"We were a totally motley crew," she says. "We were horrible...It looked like a pick-up game."
The team's ragged appearance even caught the attention of a Mad Magazine photographer who snapped a picture of the squad during their 1971-72 season.
"We didn't have any funding for women's athletics," she adds. "It's so hard to imagine that things were that backwards."
Carty's college experience was very different from her colleagues,' thanks to an unusual decision she made in the summer between her sophomore and junior years. It was then that she married Brian T. Carty'71, whom she began dating as a first year student.
"It wasn't a rational decision. I certainly didn't know anyone else who was doing it," she says. "But it felt like an emotional mandate to me."
Carty says her college experience was characterized less by extracurricular activities than by the friends she made. What she remembers most about college, she says, was "wearing a silly bathrobe and talking for hours." One evening, a friend who was a gourmet cook was baking a chocolate cake from scratch. Before being served, the cake caved in like a disappointing souffle.

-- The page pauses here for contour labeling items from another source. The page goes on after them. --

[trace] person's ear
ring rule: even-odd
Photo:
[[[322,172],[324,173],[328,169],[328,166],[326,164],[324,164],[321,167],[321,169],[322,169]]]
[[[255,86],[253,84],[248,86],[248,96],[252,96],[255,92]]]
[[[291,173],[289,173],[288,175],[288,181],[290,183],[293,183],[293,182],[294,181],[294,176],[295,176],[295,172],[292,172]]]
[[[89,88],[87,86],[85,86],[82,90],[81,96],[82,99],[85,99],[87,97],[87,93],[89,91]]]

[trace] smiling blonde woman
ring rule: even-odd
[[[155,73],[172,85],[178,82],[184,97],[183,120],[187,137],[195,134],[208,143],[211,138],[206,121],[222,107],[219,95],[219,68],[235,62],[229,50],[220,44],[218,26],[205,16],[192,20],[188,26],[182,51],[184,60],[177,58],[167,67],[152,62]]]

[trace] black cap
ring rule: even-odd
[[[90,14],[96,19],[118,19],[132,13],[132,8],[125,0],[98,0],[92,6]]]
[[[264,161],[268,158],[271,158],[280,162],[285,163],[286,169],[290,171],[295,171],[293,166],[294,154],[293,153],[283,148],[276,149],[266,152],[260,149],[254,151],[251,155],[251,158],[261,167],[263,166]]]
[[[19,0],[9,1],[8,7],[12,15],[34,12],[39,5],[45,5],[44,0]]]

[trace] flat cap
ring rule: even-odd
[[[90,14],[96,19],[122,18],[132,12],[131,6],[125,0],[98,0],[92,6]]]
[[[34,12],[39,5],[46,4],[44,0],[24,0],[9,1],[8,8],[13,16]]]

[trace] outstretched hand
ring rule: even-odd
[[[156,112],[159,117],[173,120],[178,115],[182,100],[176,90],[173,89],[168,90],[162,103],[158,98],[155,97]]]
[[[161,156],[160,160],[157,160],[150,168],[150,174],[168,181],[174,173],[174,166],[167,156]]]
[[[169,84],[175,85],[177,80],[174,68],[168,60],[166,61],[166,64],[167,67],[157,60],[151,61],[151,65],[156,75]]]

"She was devastated," Carty says. "But I ate the whole thing. I really gained her respect, though I felt pretty sick."
Carty was also a devoted student, who left her hometown of Pleasantville, N.Y., to attend boarding school in Massachusetts.

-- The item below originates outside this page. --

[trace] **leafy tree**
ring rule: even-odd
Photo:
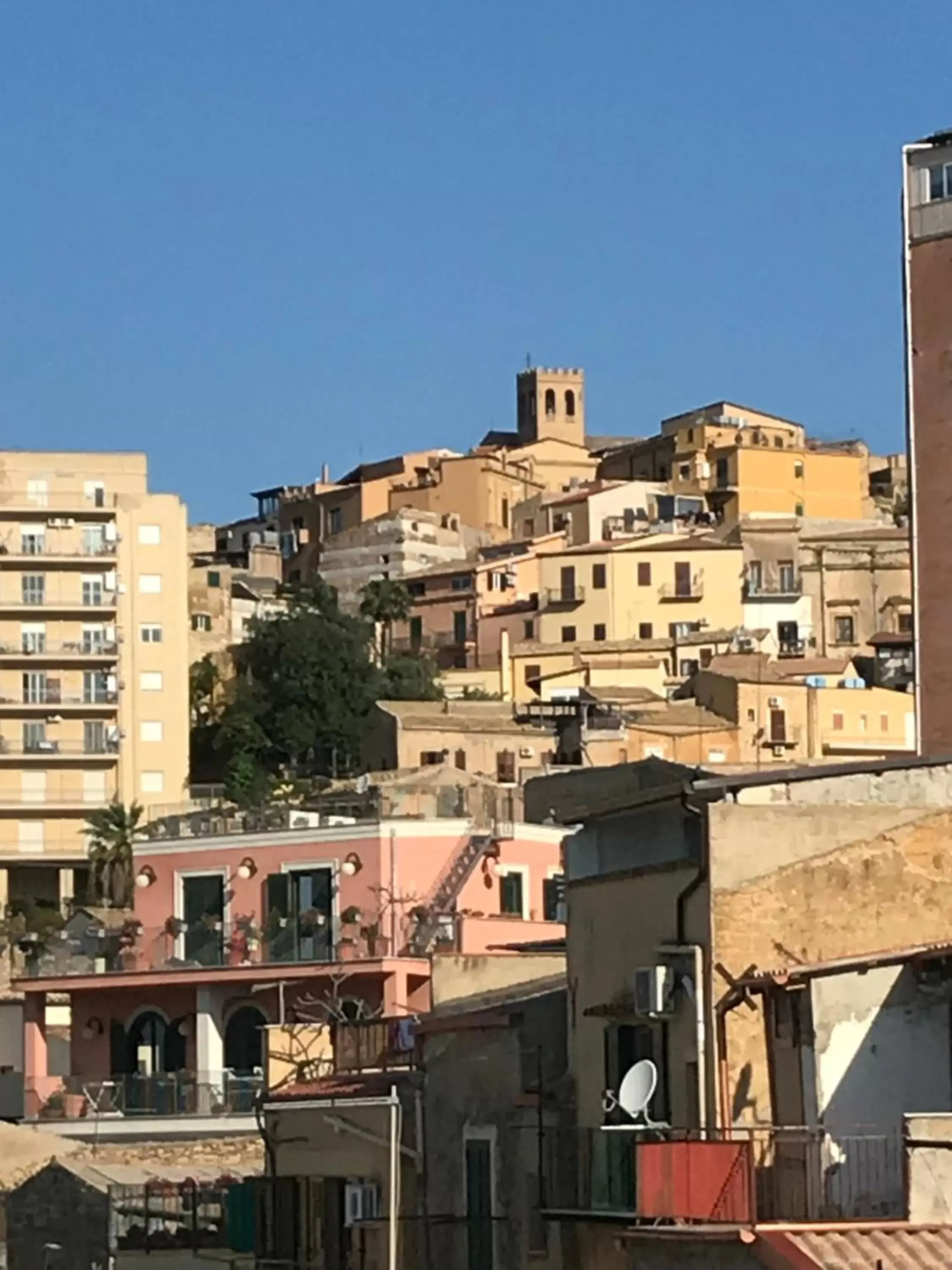
[[[100,903],[132,907],[132,846],[143,836],[143,809],[114,798],[86,817],[90,890]]]
[[[360,591],[360,616],[381,627],[381,664],[393,643],[393,622],[405,622],[413,608],[413,597],[402,582],[374,578]]]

"I was not one of those people who didn't go to class," she says.
'Everything Seemed Possible'
After graduation, Carty went to work as a personnel officer at a small insurance company. Carty says she felt like part of the real world, unlike many of her classmates who went to professional schools because they were unsure what to do with their lives.
"I remember feeling a little self-satisfied that I was facing up to having to pay the rent," she says.
When Carty became pregnant with her first child, she realized that the agency would not let her work part-time. She decided to stay at home with her baby, and she remained there as she raised two more children until she came to work for the RCAA in 1991. Two years later, Carty was working full-time as the chief administrator of the nearly 30,000-member organization.
"I felt conflicted about staying at home when all my friends and certainly all of my school friends were working," she says. "I felt out of step with the world."
But Carty says her return to the RCAA, around her 20th reunion, provided her with a group of women who understood the choices she faced.